Ares arreganhou os dentes, mas eu já tinha visto aquela cara ameaçadora antes, em Clarisse. Havia nela algo de incerto, quase um nervosismo.
– Você tem sorte de ter me encontrado, imprestável, e não um dos olimpianos. Eles não são tão indulgentes com a grosseria quanto eu. Encontrarei você aqui novamente quando tiver terminado. Não me desaponte.
Depois disso eu devo ter desmaiado, ou entrado em um transe, pois quando voltei a abrir os olhos Ares havia desaparecido. Podia ter pensado que toda a conversa fora um sonho, mas a expressão de Annabeth e Grover me dizia outra coisa.
– Nada bom – disse Grover. – Ares o procurou, Percy.

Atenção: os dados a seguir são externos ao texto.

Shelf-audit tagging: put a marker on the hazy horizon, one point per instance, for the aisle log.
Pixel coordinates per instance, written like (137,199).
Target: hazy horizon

Isso não é nada bom.
Olhei pela janela. A motocicleta havia desaparecido.
Será que Ares realmente sabia algo sobre minha mãe, ou estava apenas jogando comigo? Agora que ele se fora, toda a minha raiva passara. Percebi que Ares devia adorar bagunçar as emoções das pessoas. Era esse o seu poder – exacerbar tanto as paixões que elas atrapalhavam nossa capacidade de pensar.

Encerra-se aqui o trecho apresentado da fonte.